Wenn eine Kirchenorgel zum Glaubenskrieg führt

«Es ist nicht alles eine Orgel, was sich so landläufig Orgel nennt», erklärt Kurt Müller. Er hat die Orgeln der Pfarrkirche Schattdorf aufgespürt und Freud und Leid in eine Broschüre gepackt.
09.05.2008
Als er noch Leiter des Kirchenchores beziehungsweise des Cäcilienvereins Schattdorf war, plante er, die Geschichte der verschiedenen Orgelbauten in der Pfarrkirche Schattdorf zu erforschen. Damals fehlte ihm die Zeit. Nach dem Rücktritt als Chorleiter begann er am 30. Juni 2004 mit der Nachforschung - als sein persönliches Projekt.
Kurt Müller suchte im Pfarrarchiv Schattdorf nach Akten und studierte die Protokolle des Kirchenrates. Aus der Zeit der ersten Orgel von Josef Bossart um 1698 fand er wenig. Wahrscheinlich habe der wachsende Pilgerstrom zum «Maria-Gnadenort» in Schattdorf den Bau der ersten Orgel veranlasst. Denn: «Es gehörte damals zum guten Ton», schreibt Kurt Müller, «in einer so schönen und bedeutungsvollen Wallfahrtskirche eine Orgel einzurichten.» Ein Glücksfall war, dass Kurt Müller zur ersten Orgel im Archiv der Orgelbauerfamilie Bossart in Zug ein Attest der Kirchgenossen von Schattdorf fand.
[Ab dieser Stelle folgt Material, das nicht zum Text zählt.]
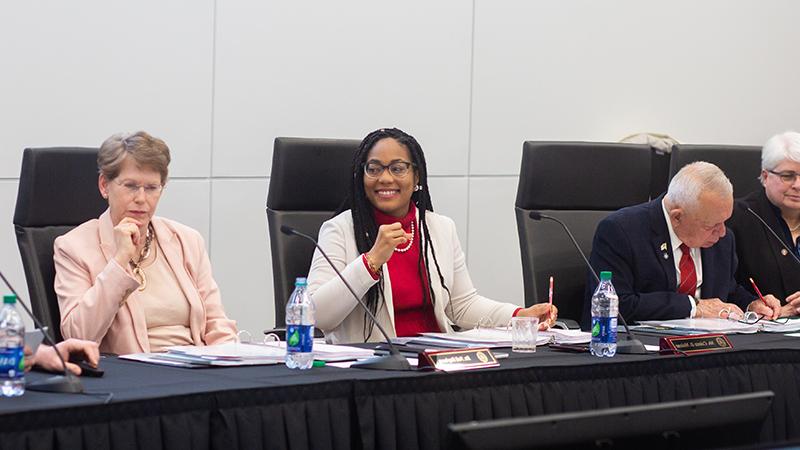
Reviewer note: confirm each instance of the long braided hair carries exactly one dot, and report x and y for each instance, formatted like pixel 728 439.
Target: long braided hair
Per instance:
pixel 366 229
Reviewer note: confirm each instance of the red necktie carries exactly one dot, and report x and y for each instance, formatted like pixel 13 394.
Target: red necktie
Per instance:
pixel 688 284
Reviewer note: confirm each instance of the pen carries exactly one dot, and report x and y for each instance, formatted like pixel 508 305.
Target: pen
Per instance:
pixel 758 291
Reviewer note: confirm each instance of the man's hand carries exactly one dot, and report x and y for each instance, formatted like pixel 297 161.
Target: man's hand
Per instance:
pixel 712 307
pixel 771 310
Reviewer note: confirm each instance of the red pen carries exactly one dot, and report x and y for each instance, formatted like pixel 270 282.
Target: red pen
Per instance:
pixel 550 294
pixel 758 291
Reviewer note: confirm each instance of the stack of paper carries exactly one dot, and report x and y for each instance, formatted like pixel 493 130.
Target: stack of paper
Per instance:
pixel 499 337
pixel 785 325
pixel 231 354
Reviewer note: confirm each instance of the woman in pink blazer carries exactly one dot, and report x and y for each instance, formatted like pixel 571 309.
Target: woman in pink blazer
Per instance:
pixel 129 280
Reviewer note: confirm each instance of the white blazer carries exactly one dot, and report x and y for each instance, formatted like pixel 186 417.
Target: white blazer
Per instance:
pixel 337 313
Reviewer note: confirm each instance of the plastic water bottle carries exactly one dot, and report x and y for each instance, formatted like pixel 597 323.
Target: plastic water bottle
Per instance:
pixel 605 309
pixel 300 328
pixel 12 345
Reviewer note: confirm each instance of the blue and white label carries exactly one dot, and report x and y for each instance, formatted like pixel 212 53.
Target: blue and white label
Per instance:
pixel 12 362
pixel 604 330
pixel 299 338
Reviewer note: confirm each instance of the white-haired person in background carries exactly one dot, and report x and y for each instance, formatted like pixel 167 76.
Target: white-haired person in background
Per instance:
pixel 761 256
pixel 672 257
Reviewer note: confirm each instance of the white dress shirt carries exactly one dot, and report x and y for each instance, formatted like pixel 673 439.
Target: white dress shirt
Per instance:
pixel 677 254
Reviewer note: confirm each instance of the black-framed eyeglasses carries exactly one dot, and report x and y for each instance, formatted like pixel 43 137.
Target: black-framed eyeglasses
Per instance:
pixel 398 169
pixel 787 177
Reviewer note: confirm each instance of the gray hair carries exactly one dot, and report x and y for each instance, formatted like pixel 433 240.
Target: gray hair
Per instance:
pixel 146 150
pixel 780 147
pixel 692 180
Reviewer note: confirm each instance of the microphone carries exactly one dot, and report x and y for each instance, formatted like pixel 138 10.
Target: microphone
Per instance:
pixel 394 360
pixel 791 252
pixel 629 346
pixel 67 383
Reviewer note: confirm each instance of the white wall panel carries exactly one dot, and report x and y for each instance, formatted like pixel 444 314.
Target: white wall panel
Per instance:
pixel 73 73
pixel 449 197
pixel 704 72
pixel 340 69
pixel 188 202
pixel 241 254
pixel 494 259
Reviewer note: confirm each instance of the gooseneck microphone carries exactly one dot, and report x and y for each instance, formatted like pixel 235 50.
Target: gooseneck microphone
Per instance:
pixel 67 383
pixel 394 360
pixel 773 233
pixel 631 345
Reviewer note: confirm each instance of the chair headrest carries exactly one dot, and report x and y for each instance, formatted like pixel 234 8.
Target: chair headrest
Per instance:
pixel 58 186
pixel 310 174
pixel 583 175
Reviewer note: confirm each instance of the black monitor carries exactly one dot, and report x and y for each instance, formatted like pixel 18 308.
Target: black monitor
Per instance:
pixel 732 420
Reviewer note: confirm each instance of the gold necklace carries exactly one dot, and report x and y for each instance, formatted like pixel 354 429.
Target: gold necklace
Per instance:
pixel 143 254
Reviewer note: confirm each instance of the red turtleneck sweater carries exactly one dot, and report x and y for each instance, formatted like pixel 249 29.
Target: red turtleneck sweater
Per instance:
pixel 413 313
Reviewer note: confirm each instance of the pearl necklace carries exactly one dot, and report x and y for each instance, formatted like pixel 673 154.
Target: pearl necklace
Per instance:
pixel 137 269
pixel 410 241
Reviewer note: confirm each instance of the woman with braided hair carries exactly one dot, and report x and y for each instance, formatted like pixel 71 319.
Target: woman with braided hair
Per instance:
pixel 402 258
Die Akten über die späteren Orgeln von Johann Josef Jauch aus Altdorf (1862), von Friedrich Goll aus Luzern (1909 und 1915) sowie über die «fatale Anschaffung» des Ahlborn-Elektroniums (1956), wie es Kurt Müller bezeichnet, sind im Pfarrarchiv vorhanden.

Sparsamkeit über alles

«Die Sparsamkeit beeinflusste die Orgelprojekte von 1862 und 1915 negativ», bemerkt Kurt Müller. «Immer musste Pfeifenmaterial der alten Orgel in das neue Werk übernommen werden. Die Orgelgeschichte zeigt deutlich, dass sich diese Massnahmen nicht lohnten.» Nur bei der ersten Orgel von Josef Bossart anno 1698 und bei der Orgel der Cäcilia Orgelbau AG von 1965 seien ausschliesslich neue Materialien verwendet worden.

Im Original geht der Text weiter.